Figure 2. AGS brain is tolerant to ionic shift solution (ISS) or low pH injury

(A) Shows time course of LDH release in acute hippocampal slices from rat and seAGS exposed to ISS, pH 6.3 (n= 3) or aCSF, pH 7.3 (n=3). *p< 0.05 rat aCSF vs. rat ISS (pH 7.4), ⁺p< 0.05 rat ISS vs seAGS ISS (pH 6.3). (B) Shows time course of LDH release exposed to low pH 6.3 (n= 7) or aCSF, pH 7.3 (n=7). *p< 0.05 rat aCSF pH 7.4 vs. rat aCSF pH 6.3, ⁺p< 0.05 rat aCSF pH 6.3 vs seAGS aCSF pH 6.3. Grey bar indicates treatment period.

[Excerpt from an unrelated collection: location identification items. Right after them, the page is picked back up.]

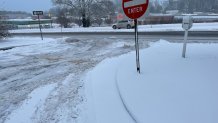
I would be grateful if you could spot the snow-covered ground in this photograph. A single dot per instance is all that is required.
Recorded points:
(142, 28)
(55, 80)
(43, 81)
(170, 89)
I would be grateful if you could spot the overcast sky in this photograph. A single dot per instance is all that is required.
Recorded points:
(25, 5)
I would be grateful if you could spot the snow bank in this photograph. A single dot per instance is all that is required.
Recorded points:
(170, 89)
(142, 28)
(35, 100)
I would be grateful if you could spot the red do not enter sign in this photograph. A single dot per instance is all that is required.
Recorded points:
(134, 8)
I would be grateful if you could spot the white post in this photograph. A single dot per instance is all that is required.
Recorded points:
(185, 43)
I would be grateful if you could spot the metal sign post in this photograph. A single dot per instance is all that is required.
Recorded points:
(134, 9)
(186, 25)
(40, 27)
(185, 43)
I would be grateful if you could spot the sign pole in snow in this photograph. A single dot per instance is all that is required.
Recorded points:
(186, 25)
(137, 45)
(134, 9)
(185, 44)
(39, 13)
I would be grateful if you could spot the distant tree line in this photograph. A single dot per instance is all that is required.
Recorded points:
(84, 12)
(190, 6)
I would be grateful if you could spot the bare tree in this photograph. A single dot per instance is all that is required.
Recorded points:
(190, 6)
(101, 10)
(81, 6)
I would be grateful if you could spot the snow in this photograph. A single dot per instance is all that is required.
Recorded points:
(29, 46)
(170, 89)
(142, 28)
(35, 100)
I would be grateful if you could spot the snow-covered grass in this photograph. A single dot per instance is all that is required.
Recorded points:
(29, 46)
(170, 89)
(35, 100)
(142, 28)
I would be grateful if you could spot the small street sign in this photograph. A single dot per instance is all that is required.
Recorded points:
(135, 8)
(187, 24)
(37, 12)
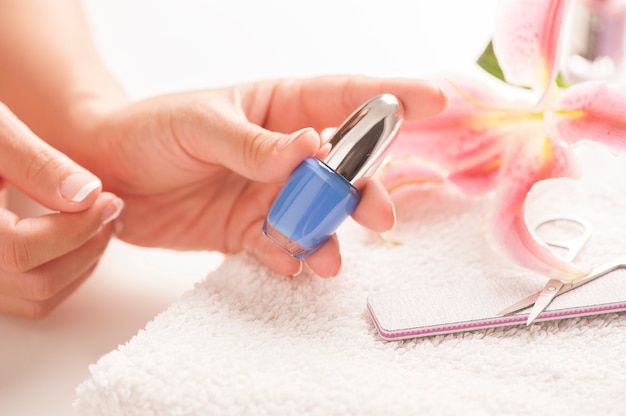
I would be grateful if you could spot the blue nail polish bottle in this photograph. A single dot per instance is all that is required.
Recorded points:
(320, 195)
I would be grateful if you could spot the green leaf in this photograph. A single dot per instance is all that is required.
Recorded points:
(489, 62)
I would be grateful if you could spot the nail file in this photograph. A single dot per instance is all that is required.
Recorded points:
(471, 306)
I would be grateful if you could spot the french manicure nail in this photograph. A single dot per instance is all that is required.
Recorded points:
(77, 186)
(299, 272)
(287, 140)
(112, 211)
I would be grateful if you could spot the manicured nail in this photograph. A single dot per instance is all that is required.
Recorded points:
(299, 272)
(78, 186)
(287, 140)
(395, 218)
(112, 211)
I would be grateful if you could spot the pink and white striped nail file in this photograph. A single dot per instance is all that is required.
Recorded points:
(471, 306)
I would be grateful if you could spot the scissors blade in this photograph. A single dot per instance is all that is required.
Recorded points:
(547, 294)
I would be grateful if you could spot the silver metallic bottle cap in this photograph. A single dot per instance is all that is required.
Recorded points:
(361, 143)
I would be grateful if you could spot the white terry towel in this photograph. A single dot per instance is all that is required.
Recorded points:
(246, 341)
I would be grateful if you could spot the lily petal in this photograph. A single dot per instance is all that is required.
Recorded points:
(526, 40)
(594, 111)
(527, 162)
(466, 140)
(401, 172)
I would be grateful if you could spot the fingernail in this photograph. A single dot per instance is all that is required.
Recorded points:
(112, 211)
(287, 140)
(299, 272)
(77, 186)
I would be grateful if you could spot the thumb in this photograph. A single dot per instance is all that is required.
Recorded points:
(40, 171)
(266, 156)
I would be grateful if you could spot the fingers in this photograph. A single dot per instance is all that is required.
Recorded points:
(41, 266)
(326, 101)
(375, 210)
(38, 309)
(30, 242)
(40, 171)
(265, 156)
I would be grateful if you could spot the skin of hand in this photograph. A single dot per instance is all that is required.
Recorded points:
(199, 170)
(196, 170)
(45, 258)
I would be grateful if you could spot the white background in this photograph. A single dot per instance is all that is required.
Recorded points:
(155, 47)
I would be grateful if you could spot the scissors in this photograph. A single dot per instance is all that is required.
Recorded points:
(556, 287)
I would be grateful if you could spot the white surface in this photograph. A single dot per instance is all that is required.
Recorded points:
(247, 342)
(156, 46)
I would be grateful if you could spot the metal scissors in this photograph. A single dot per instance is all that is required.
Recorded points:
(556, 287)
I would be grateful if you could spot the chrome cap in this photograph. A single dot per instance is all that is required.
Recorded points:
(361, 143)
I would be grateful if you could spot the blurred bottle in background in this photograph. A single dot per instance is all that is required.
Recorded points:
(595, 41)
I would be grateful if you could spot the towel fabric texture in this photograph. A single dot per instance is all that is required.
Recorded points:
(246, 341)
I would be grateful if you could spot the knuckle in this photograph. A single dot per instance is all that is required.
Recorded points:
(15, 255)
(37, 311)
(253, 149)
(41, 286)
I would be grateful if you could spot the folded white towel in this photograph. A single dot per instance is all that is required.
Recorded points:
(247, 341)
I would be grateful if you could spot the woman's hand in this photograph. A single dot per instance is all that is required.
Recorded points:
(44, 259)
(200, 170)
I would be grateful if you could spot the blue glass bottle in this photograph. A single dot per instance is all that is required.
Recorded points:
(320, 195)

Means ± SEM.

Figure 3. ATP declines in rat and seAGS following OGD

Levels of whole tissue ATP were determined over time following bath application of treatment in slices from (A) rat (aCSF n= 4, OGD n= 4) and (B) seAGS (aCSF n= 3, OGD n= 3) subjected to either 30 min of aCSF or OGD followed by 3 h reperfusion. Grey bar indicates insult period. Data shown are means ± SEM, *p< 0.05 versus aCSF.

Figure 4. OGD induces efflux of glutamate and aspartate in both seAGS and rat

Time-dependent excitatory neurotransmitter (glutamate and aspartate) efflux in rat and seAGS hippocampal slices induced by 30 min OGD insult. (A) and (B) illustrates glutamate efflux, (C) and (D) illustrate aspartate efflux in rat and seAGS hippocampal slices during OGD insult (n=17 slices from 6 rats, n= 14 slices from 5 seAGS). Grey bar indicates insult period. *p<0.05 for OGD versus aCSF group. Data shown are means ± SEM.